A lot of very smart people have been quoted saying that they believe reality is a simulation. It’s an interesting thought. The logic goes that any sufficiently advanced culture, such as the one we are becoming, will develop the ability to simulate a world so complete that the creatures inside it have no idea they are living in a simulation. Basically a really realistic video game. And if that’s true, the odds that we are the first to reach that point are vanishingly small. Therefore, we are likely to be created by more advanced creatures, rather than being the first to reach that point. It’s a fun idea for science fiction writers, but there’s something else going on here, other a working theory about our world.

Creation myths are all over the place. If you grew up in the US, odds are good that you’ve heard the Christian story. God made Adam from clay, and then made his wife from one of his ribs. There are others. Some cultures believe that the world was hatched from a great egg. Or that the oceans are some great god’s tears. Or that the whole world is carried on the back of some animal. All these stories have something in common. They take something about the world that the author is familiar with and exaggerates it into something large enough to encompass the whole world. What has changed is the tools that authors have to work with. Ancient Romans didn’t have computers, therefore their world was created by people who built and grew things, much the same way they behaved. We have computers, therefore the world came from a computer.

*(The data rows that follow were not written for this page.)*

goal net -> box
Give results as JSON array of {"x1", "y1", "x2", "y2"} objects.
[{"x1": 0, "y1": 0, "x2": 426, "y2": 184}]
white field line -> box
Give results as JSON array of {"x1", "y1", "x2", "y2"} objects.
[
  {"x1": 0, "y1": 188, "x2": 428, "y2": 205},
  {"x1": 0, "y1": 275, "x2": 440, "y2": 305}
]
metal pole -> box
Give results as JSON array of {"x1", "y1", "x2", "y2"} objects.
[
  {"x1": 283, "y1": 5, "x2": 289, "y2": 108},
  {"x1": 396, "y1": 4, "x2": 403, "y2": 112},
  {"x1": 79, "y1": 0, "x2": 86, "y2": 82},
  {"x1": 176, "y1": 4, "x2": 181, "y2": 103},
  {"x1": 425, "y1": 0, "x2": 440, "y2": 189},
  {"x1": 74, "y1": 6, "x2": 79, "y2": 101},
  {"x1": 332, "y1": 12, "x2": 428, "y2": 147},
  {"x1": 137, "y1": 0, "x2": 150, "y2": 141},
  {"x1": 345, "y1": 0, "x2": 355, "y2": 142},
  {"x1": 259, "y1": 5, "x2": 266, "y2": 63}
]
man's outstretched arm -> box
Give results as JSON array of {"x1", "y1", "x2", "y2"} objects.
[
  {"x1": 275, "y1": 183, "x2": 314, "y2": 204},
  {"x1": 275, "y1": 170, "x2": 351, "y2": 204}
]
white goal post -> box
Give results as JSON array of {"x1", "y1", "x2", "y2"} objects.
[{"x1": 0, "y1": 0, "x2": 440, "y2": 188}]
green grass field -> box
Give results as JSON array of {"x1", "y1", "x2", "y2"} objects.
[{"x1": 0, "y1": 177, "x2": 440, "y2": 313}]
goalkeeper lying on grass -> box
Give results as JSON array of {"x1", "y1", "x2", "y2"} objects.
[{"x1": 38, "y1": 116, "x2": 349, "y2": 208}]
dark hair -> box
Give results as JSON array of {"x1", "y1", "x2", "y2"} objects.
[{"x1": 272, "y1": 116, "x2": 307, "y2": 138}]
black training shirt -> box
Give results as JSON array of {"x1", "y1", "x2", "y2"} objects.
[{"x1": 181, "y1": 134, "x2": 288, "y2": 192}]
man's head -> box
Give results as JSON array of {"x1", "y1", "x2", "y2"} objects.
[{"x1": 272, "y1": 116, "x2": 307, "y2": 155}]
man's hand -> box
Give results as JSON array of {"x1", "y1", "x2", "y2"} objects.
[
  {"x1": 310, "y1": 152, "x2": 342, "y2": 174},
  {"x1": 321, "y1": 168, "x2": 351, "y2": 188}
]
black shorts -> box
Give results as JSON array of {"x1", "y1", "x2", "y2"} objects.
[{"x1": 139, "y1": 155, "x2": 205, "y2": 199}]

Current ideas about how our world is a simulation are no different than creationist myths. The people telling these stories are the ones smart enough to observe our world and draw analogies big enough to encompass everything that has been or will ever be. Is our world really a simulation? No. Hard no. Well, I shouldn’t say that. It probably isn’t. But I mean probably here the same way I mean you probably won’t win the lottery, while being struck by lighting, during a plane crash, caused by a meteor strike. It could happen, but it probably won’t. The myths tell us far more about what our values are and where our focus is, rather than the way our world actually behaves.

One comment

  1. You’ve made an interesting point by reminding us the best minds of the times were the creators (or at least purveyors) of what we now refer to as ridiculous and patently false. The progression from ancient mythology to modern leaves little doubt that our notions of the universe will be seen as quaint attempts at best and moronic lies at worst, when viewed through the lens of future generations. Will we as a species ever know what’s going on and how, and why? It’s anybody’s guess, really.